She said her husband was motivated to join the Foreign Service because his father had served in it in Vietnam and often spoke of how important the work had been.
“His experience in Afghanistan was the same,” she said of her husband. “We had both been in war zones before (Sarajevo), so this wasn’t new for him, but Afghanistan was different. He was embedded with the military and working at a high level on the peace process. The work sounded really interesting and meaningful.”
For the relatives of those killed Tuesday, Fernandez said, “I can only hope the families’ pain is eventually assuaged by the certainty that their sons, husbands and dads made the ultimate sacrifice doing what they were so strongly committed to and loved.”
The State Department has support networks online and in person for families with a parent abroad. It also has an office devoted to working with families, including a person assigned specifically to families enduring unaccompanied tours, and provides guidance for helping children through the experience.

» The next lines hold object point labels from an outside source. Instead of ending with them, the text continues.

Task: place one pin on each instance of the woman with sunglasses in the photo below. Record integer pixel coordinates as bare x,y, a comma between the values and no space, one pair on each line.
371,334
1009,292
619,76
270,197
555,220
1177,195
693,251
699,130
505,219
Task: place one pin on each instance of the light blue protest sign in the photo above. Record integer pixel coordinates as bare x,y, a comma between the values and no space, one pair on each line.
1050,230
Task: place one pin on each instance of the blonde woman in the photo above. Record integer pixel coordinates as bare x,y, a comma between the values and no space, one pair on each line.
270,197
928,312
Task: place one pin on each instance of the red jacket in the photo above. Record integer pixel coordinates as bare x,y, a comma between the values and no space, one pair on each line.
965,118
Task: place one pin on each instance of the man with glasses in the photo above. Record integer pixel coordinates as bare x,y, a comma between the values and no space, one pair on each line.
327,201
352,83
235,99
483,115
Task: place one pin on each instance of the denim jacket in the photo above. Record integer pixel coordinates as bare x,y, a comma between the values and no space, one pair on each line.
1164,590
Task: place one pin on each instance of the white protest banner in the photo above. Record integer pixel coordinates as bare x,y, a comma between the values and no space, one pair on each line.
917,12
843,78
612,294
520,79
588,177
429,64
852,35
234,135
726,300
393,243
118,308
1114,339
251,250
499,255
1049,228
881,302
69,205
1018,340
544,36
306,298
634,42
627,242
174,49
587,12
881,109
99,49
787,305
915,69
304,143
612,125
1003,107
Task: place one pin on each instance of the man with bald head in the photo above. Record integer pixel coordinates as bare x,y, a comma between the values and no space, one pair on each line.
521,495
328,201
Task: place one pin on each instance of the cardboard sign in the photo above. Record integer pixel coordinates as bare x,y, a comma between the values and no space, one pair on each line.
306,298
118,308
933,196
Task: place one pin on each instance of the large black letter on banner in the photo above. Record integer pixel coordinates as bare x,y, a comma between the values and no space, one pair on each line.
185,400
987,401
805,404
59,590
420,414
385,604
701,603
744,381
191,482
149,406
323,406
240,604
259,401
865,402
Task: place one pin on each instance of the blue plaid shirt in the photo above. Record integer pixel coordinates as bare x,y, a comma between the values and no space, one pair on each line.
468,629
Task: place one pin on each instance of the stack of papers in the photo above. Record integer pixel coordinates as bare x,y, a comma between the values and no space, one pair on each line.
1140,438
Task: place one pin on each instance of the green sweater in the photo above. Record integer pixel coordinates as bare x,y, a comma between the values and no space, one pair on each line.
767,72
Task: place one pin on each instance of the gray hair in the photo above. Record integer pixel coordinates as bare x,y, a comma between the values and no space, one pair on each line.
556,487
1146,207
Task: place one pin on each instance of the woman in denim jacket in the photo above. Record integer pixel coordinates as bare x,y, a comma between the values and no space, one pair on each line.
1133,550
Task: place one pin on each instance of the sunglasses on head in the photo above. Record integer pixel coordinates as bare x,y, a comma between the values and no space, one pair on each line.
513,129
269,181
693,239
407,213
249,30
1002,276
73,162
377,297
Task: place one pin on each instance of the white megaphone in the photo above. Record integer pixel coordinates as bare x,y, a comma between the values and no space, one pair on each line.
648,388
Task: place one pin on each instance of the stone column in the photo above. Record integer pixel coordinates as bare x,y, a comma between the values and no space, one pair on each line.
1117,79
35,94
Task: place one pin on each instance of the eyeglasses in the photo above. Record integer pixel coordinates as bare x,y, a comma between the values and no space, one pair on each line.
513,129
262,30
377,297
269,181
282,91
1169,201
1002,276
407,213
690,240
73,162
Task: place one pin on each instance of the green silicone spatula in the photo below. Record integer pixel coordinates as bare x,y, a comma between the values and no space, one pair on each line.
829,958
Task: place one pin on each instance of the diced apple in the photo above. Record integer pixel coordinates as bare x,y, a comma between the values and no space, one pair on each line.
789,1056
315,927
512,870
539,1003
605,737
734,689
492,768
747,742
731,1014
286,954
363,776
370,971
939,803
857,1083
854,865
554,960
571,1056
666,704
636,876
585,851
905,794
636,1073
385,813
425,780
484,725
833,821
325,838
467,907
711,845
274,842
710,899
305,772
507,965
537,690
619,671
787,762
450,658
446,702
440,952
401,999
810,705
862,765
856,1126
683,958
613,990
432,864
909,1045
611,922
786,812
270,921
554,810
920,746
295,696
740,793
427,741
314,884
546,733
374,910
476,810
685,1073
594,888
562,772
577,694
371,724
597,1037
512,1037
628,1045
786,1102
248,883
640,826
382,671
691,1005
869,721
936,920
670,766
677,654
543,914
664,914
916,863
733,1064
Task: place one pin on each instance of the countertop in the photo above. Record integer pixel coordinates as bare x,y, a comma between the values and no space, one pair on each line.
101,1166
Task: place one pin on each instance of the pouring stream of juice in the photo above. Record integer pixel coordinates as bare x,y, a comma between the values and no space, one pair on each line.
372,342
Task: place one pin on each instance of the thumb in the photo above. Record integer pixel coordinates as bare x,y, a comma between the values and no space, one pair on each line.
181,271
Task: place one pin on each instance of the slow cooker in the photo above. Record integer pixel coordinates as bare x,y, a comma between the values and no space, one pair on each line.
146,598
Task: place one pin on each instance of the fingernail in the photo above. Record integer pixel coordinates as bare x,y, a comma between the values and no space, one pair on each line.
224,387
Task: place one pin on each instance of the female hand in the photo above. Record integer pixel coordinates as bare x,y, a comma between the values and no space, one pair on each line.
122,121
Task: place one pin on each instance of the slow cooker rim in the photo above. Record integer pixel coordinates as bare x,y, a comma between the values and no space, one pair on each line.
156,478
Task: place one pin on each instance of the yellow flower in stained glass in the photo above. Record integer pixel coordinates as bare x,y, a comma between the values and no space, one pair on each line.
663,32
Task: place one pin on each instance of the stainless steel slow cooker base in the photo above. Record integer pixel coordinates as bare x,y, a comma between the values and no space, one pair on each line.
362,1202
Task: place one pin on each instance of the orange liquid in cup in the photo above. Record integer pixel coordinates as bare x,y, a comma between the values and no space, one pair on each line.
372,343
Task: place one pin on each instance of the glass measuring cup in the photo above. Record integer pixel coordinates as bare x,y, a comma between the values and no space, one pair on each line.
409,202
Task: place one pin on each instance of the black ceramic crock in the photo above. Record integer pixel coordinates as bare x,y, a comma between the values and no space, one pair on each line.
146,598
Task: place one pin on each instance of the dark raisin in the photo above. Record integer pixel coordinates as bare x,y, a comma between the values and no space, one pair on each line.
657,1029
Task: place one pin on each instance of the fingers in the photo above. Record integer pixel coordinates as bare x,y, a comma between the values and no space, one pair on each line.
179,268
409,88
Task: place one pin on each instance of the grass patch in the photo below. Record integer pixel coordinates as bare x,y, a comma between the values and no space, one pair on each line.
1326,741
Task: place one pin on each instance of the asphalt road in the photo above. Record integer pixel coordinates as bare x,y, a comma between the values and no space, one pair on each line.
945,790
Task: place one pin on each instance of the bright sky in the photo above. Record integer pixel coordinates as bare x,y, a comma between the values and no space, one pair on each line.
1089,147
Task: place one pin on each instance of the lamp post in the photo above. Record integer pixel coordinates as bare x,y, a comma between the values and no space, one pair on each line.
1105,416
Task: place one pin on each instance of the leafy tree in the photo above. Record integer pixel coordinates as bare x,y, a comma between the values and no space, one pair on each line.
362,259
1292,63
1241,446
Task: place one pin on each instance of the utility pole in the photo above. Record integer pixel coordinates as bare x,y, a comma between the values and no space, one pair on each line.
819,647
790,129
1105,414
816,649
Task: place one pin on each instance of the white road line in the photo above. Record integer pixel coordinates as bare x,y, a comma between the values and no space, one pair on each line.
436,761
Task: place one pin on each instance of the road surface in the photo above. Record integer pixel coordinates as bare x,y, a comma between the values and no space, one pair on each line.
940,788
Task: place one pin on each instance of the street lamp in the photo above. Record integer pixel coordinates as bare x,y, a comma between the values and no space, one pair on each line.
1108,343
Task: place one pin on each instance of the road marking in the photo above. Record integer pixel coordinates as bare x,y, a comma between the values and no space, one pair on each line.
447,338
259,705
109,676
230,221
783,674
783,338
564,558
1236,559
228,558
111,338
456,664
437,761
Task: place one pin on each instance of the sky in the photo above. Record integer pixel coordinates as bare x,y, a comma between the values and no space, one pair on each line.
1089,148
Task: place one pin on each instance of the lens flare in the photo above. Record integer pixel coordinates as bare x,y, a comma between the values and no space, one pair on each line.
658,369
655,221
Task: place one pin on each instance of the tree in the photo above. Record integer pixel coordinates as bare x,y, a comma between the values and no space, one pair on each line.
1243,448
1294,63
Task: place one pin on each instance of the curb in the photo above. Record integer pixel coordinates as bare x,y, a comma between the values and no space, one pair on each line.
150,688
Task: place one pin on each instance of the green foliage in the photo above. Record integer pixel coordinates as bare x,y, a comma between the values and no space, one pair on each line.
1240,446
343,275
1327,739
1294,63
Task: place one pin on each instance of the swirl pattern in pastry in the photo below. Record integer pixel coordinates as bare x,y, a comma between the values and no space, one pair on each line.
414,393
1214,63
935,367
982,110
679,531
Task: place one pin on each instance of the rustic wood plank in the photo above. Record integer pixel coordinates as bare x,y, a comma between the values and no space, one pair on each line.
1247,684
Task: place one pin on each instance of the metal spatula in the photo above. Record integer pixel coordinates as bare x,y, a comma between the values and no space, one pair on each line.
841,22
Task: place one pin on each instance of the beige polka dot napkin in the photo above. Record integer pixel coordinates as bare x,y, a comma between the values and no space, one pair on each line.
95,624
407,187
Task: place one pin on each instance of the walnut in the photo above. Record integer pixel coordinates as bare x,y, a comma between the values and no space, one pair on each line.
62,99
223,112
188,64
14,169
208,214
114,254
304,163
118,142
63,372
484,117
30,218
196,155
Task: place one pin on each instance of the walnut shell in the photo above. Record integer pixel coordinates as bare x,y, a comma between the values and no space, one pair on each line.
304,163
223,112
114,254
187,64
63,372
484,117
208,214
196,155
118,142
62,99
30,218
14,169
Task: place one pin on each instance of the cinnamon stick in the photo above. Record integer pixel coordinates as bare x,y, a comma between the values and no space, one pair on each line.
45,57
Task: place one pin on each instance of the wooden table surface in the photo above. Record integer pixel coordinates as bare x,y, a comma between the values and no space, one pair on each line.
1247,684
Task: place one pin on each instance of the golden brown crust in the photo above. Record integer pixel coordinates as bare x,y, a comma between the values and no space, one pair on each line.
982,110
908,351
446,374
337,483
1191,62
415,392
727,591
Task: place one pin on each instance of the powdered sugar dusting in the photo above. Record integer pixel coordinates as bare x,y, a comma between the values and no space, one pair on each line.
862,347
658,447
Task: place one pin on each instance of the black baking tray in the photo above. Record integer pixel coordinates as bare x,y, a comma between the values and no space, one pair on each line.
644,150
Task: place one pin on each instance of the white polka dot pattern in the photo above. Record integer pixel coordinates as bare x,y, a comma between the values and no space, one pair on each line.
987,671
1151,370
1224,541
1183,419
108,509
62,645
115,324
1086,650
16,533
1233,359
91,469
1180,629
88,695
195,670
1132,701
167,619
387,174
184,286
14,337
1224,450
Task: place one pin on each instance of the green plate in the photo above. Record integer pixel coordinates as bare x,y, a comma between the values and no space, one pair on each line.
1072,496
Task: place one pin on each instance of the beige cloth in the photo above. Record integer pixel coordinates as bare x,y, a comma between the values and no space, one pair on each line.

On Wednesday, a State Department official said the office had been overwhelmed after the attacks. When asked about reaction from Foreign Service families, the official, who asked that she not be named, choked up.
D’Andrea said that it was support from other Foreign Service families, especially those who had been through tours and understood the emotional roller coaster, that she found essential.
For her 3-year-old, it was more difficult, she said.
“A few weeks before Ted was due back, he said, ‘I just want Daddy home for good!” she said, “and I was luckily able to tell him that he would be.”